When the Buccaneers upset the Eagles in last Sunday’s early game, you had a feeling that it was destined for the Raiders to meet them in the Super Bowl. Rather than having to desperately make up some history to hype up a Bucs-Titans matchup, sports journalists all over America breathed a sigh of relief when the Raiders pulled away from upstart Tennessee on Sunday. What better genuine storyline would there be than Jon Gruden, current Tampa head coach, facing off against his old team, the Rrrrraiders?

Already, this Super Bowl is being called the Gruden Bowl because of the personality that is Jon Gruden. Gruden, who is known for his scowls, his resemblance to horror film character Chucky and his place on People Magazine’s 50 Most Beautiful People list, has become a media favorite. What makes Gruden shine so much, though, is that he’s taken control over a team that is full of its own personality and drama. Tampa Bay boasts two of the biggest mouths in football – Warren Sapp and Keyshawn Johnson – but Gruden has managed to transcend even those two. Sapp and Keyshawn might think they’re good but Gruden literally knows how much he is worth: two first round draft picks, two second round picks and eight million dollars.

Oprah might have a multi-million dollar entertainment enterprise and Bill Gates may have Microsoft, but are they worth four talented football players? No, only Jon Gruden is. Therefore, it’s excusable that Gruden has a little strut in his walk and that he gained some weight in Tampa. The ego can grow now that he’s taken a team to the Super Bowl.

Yet, despite all the contributions and bravado that Gruden has brought to Tampa, you can argue that he has had the easier job of the two Super Bowl coaches. Gruden replaced Tony Dungy, a respected mind who had worn out his welcome. Playoff failure after playoff failure, the Buccaneers stumbled along the edge of mediocrity and any new face would’ve inevitably helped them out.

On the other hand, Gruden’s former offensive coordinator, Bill Callahan, inherited a team that some argued wouldn’t last the entire season. The snowjob in New England last year and the loss of Gruden were heartbreaking enough to make the greatest of wide receivers, Jerry Rice, threaten retirement.

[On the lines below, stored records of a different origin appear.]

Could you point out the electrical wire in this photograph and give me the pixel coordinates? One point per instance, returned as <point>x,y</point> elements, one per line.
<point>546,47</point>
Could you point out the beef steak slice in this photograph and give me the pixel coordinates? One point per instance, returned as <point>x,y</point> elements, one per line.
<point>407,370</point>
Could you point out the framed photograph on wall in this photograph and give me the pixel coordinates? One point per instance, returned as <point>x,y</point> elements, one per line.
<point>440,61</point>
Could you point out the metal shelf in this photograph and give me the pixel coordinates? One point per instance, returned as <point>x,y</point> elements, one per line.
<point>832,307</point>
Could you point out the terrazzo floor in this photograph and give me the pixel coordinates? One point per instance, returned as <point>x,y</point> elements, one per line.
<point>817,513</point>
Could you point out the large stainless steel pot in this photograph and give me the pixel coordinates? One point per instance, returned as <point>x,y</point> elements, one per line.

When Al Davis decided to go with a virtual nobody instead of a Parcells or a Dungy or some high-profile college coach, many football fans including myself questioned the move.

Instead Raiders management pulled off perhaps the smartest move this season by sticking with a guy who knew the incumbent system and already had a rapport with the graybeards on offense. Unlike Gruden and his engulfing coaching presence, Callahan has not tried to become a tyrant or another big head in Oakland. With the amount of talented stars on the roster, Callahan would be playing with fire if he tried to become another personality.

Callahan has chosen to remain anonymous on the sidelines, trusting in and respecting his veterans, while spurring the offense into a juggernaut resembling the St. Louis Rams of a couple years ago. Even when the Raiders went into a little bit of a slump this midseason and people began questioning the longevity and energy of the old players, Callahan managed to break out of the toughest division in football, the AFC West, and earn the number one seed.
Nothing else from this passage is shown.